6.2. Code-Based Versioning

Workflows can be made version-aware using conditional logic to handle different historical paths within the workflow code. The workflow receives a version parameter that can be used to determine which code path to execute.

const workflow = ow.defineWorkflow({ name: "versioned-workflow" }, async ({ step, version }) => {
  if (version === "v1") {
  await step.run({ name: "old-step-name" }, ...);
  } else {
  await step.run({ name: "new-step-name" }, ...);
  }
});

This approach enables zero-downtime deployments by allowing old workflow runs to replay correctly on their original version while new runs use the updated code path.

7. Workers

7.1. Responsibilities

Workers are the stateless engines of the OpenWorkflow system. They are responsible for:

  • Polling the Backend for available workflow runs.
  • Executing workflow code using the deterministic replay model.
  • Managing a concurrency pool to process multiple runs simultaneously.
  • Periodically heartbeating to maintain their claim on active runs.
  • Handling errors and implementing retry logic with backoff.
  • Gracefully shutting down to ensure no work is lost during deploys.

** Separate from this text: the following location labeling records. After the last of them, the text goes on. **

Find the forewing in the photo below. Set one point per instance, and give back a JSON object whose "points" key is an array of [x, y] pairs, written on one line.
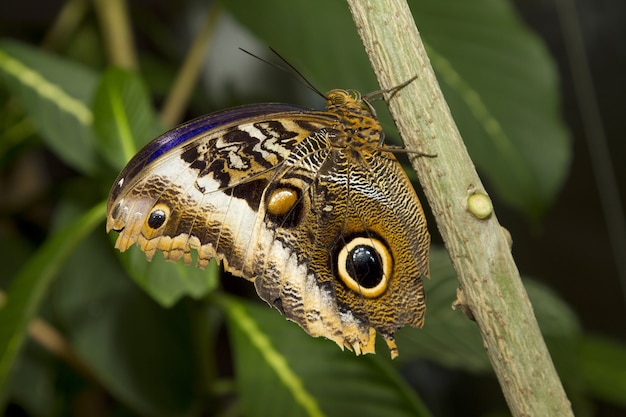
{"points": [[199, 185]]}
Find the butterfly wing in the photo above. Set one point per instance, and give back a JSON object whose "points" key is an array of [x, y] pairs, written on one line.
{"points": [[349, 203], [333, 235], [198, 186]]}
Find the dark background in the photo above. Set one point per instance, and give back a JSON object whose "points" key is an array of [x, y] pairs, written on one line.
{"points": [[570, 248]]}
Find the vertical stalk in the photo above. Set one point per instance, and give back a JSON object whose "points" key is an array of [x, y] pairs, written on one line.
{"points": [[490, 285]]}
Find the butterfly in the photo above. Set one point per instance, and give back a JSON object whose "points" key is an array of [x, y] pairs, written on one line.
{"points": [[310, 205]]}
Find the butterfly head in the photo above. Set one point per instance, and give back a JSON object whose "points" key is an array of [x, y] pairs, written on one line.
{"points": [[357, 116]]}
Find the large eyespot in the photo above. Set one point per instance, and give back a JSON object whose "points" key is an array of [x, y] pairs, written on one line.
{"points": [[364, 265], [158, 216], [284, 206]]}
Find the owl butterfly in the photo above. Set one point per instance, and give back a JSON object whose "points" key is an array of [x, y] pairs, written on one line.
{"points": [[309, 205]]}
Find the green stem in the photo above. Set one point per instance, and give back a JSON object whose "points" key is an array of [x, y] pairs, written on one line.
{"points": [[490, 285]]}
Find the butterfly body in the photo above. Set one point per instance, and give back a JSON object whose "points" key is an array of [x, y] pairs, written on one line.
{"points": [[306, 204]]}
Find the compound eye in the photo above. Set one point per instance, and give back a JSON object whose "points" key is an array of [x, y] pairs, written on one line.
{"points": [[364, 266]]}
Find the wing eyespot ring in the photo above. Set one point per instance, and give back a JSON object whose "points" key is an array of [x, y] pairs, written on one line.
{"points": [[364, 265]]}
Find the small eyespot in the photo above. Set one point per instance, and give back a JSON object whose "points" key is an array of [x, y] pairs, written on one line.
{"points": [[281, 201], [284, 206], [364, 265], [158, 216]]}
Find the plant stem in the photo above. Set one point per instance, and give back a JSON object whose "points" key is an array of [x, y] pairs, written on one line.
{"points": [[490, 285]]}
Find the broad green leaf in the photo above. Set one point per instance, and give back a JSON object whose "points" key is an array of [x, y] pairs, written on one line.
{"points": [[56, 94], [451, 339], [141, 352], [281, 370], [124, 120], [603, 364], [503, 89], [30, 285], [497, 77]]}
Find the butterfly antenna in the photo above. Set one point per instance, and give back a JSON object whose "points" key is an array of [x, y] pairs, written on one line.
{"points": [[377, 95], [293, 73]]}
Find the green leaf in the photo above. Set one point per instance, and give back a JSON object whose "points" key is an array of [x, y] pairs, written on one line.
{"points": [[451, 339], [56, 94], [497, 77], [603, 364], [503, 89], [30, 285], [141, 352], [124, 120], [281, 370]]}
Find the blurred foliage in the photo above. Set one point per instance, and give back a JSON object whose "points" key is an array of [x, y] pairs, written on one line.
{"points": [[162, 339]]}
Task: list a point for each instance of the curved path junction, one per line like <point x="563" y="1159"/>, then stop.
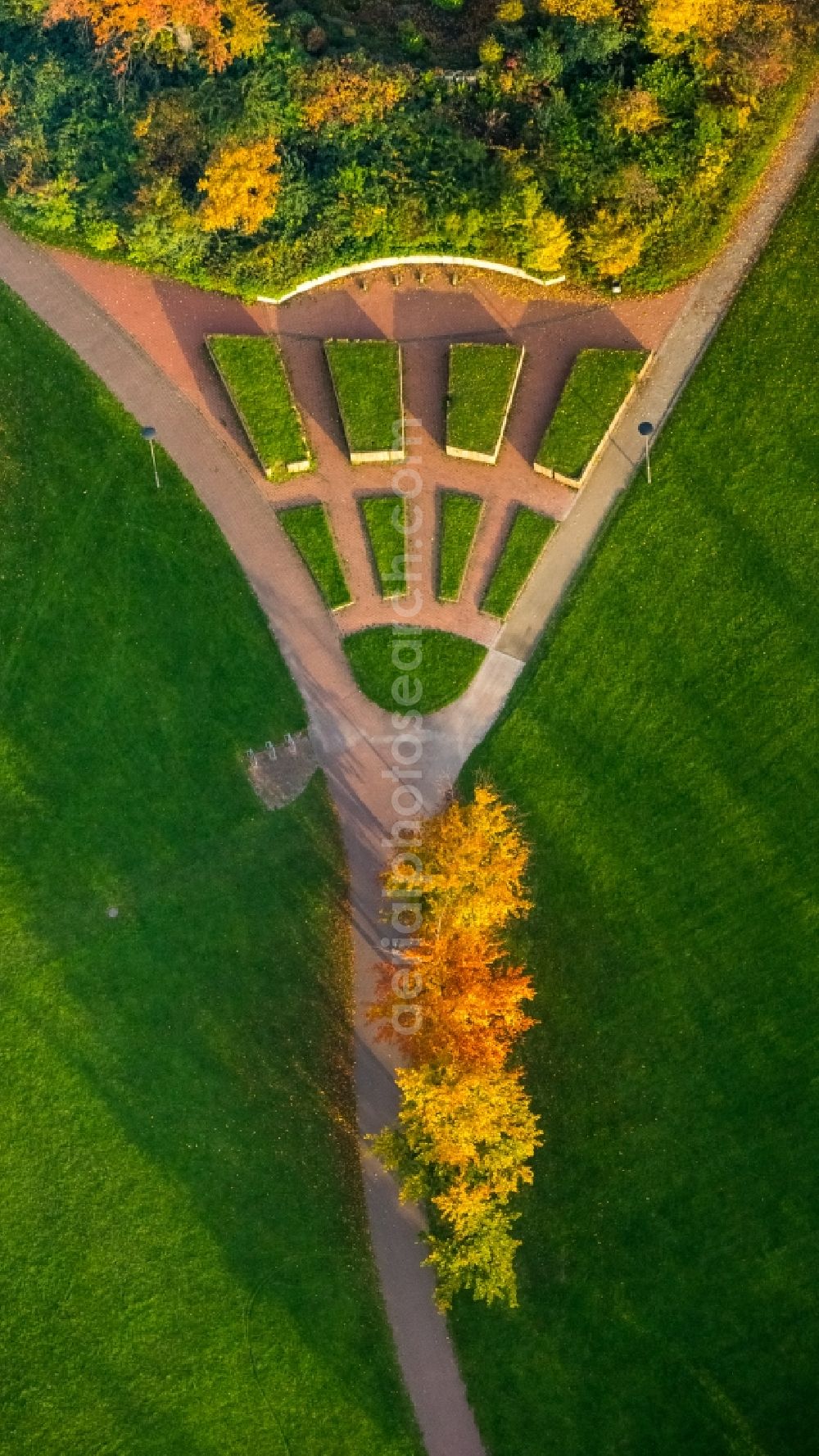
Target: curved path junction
<point x="351" y="736"/>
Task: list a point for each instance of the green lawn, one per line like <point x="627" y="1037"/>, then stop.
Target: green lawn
<point x="253" y="373"/>
<point x="367" y="379"/>
<point x="523" y="547"/>
<point x="384" y="519"/>
<point x="594" y="392"/>
<point x="482" y="379"/>
<point x="457" y="524"/>
<point x="663" y="751"/>
<point x="446" y="664"/>
<point x="309" y="530"/>
<point x="185" y="1267"/>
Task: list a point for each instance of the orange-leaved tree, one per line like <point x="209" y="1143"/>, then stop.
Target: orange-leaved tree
<point x="242" y="185"/>
<point x="215" y="31"/>
<point x="472" y="867"/>
<point x="468" y="1000"/>
<point x="466" y="1130"/>
<point x="337" y="93"/>
<point x="464" y="1145"/>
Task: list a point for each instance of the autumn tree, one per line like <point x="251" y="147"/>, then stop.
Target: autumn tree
<point x="464" y="1145"/>
<point x="468" y="867"/>
<point x="466" y="1130"/>
<point x="636" y="111"/>
<point x="240" y="185"/>
<point x="337" y="93"/>
<point x="468" y="998"/>
<point x="214" y="31"/>
<point x="613" y="243"/>
<point x="585" y="11"/>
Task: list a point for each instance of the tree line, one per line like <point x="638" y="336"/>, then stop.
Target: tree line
<point x="224" y="143"/>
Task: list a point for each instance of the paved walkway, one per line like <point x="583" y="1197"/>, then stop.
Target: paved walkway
<point x="352" y="738"/>
<point x="170" y="322"/>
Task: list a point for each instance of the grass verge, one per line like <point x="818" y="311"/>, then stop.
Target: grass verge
<point x="384" y="517"/>
<point x="482" y="382"/>
<point x="594" y="392"/>
<point x="185" y="1259"/>
<point x="367" y="379"/>
<point x="253" y="373"/>
<point x="663" y="751"/>
<point x="457" y="526"/>
<point x="440" y="665"/>
<point x="309" y="528"/>
<point x="523" y="547"/>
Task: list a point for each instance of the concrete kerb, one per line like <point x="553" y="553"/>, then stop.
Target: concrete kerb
<point x="410" y="261"/>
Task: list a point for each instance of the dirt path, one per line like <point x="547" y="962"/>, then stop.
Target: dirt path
<point x="352" y="738"/>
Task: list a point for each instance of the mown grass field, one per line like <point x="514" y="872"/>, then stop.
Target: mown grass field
<point x="528" y="535"/>
<point x="446" y="667"/>
<point x="457" y="524"/>
<point x="482" y="378"/>
<point x="253" y="374"/>
<point x="185" y="1267"/>
<point x="309" y="528"/>
<point x="384" y="523"/>
<point x="663" y="755"/>
<point x="367" y="379"/>
<point x="594" y="392"/>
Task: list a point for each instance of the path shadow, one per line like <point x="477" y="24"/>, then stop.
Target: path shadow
<point x="192" y="315"/>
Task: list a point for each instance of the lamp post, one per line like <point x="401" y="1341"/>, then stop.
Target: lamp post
<point x="149" y="433"/>
<point x="646" y="430"/>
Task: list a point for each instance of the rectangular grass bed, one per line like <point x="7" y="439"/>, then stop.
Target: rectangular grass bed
<point x="387" y="541"/>
<point x="367" y="379"/>
<point x="482" y="383"/>
<point x="309" y="530"/>
<point x="523" y="547"/>
<point x="455" y="535"/>
<point x="594" y="392"/>
<point x="253" y="373"/>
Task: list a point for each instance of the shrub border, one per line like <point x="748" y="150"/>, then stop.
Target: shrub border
<point x="476" y="455"/>
<point x="292" y="466"/>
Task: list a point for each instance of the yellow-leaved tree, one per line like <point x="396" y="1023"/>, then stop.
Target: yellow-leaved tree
<point x="215" y="31"/>
<point x="473" y="862"/>
<point x="585" y="11"/>
<point x="242" y="185"/>
<point x="613" y="245"/>
<point x="337" y="93"/>
<point x="466" y="1132"/>
<point x="468" y="999"/>
<point x="464" y="1145"/>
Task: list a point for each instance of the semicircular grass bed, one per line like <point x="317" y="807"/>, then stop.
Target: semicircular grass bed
<point x="444" y="665"/>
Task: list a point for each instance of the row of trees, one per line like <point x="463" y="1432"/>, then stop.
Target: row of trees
<point x="206" y="138"/>
<point x="466" y="1132"/>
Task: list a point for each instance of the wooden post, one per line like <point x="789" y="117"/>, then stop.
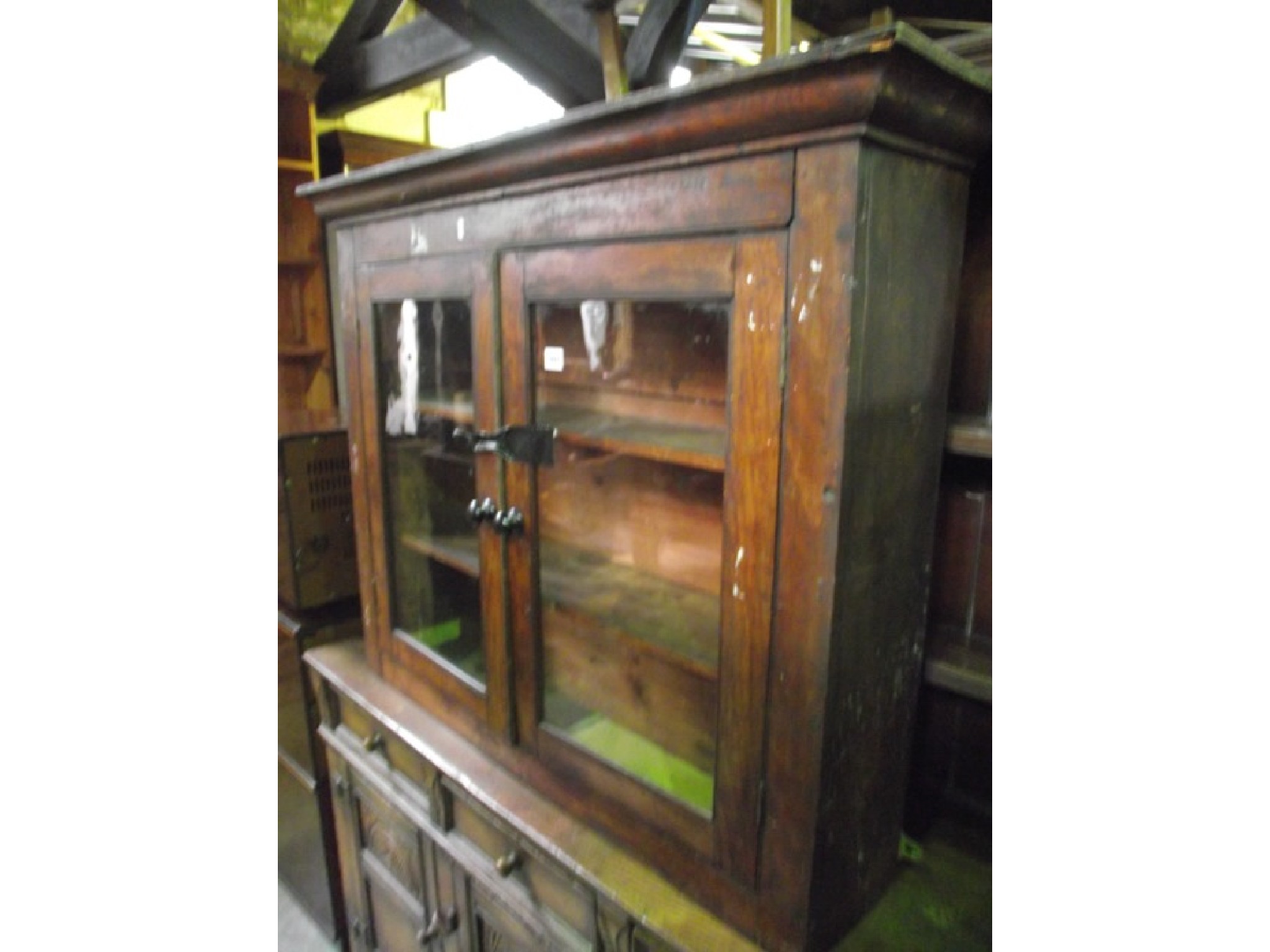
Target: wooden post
<point x="611" y="54"/>
<point x="778" y="27"/>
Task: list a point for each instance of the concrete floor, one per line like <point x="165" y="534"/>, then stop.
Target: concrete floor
<point x="296" y="931"/>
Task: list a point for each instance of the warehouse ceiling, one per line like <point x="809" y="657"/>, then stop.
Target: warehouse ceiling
<point x="366" y="50"/>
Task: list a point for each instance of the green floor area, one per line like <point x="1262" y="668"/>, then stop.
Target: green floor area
<point x="940" y="903"/>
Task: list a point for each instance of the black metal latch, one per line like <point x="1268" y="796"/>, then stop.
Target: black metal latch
<point x="522" y="444"/>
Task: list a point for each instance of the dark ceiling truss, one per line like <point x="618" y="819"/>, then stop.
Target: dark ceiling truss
<point x="553" y="43"/>
<point x="556" y="43"/>
<point x="659" y="38"/>
<point x="362" y="69"/>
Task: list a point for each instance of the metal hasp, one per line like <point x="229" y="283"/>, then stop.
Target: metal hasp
<point x="521" y="444"/>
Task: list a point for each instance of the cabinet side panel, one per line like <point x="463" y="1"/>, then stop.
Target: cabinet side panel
<point x="910" y="226"/>
<point x="821" y="254"/>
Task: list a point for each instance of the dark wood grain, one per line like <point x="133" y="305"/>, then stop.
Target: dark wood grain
<point x="666" y="271"/>
<point x="756" y="374"/>
<point x="815" y="408"/>
<point x="724" y="195"/>
<point x="907" y="260"/>
<point x="521" y="490"/>
<point x="898" y="81"/>
<point x="614" y="874"/>
<point x="832" y="414"/>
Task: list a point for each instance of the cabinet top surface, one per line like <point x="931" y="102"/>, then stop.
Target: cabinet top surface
<point x="893" y="77"/>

7.2. The Heartbeat and availableAt Mechanism

The availableAt timestamp is the core of the system's fault tolerance.

  1. When a worker claims a run, it sets availableAt to NOW() + visibilityTimeout.
  2. It must periodically UPDATE this timestamp before the timeout expires to maintain its lock. This is the heartbeat.
  3. If a worker crashes, its heartbeats stop.
  4. The availableAt timestamp expires, and the workflow_run becomes visible to other workers' polling queries again.
  5. Another worker claims the run and initiates recovery.

7.3. Graceful Shutdown

When a worker receives a shutdown signal (e.g., SIGTERM), it initiates a graceful shutdown:

  1. It stops polling for new workflow runs.
  2. It waits for all its currently active workflow runs to complete their current execution slice and be safely persisted back to the Backend.
  3. Once all in-flight work is finished, the worker process exits.

8. Package/Folder Structure

  • packages/openworkflow contains the SDK (client, worker, registry) and backend implementations via openworkflow/postgres and openworkflow/sqlite subpath exports.
  • packages/cli is the CLI.
  • packages/dashboard is the web UI for monitoring workflow runs.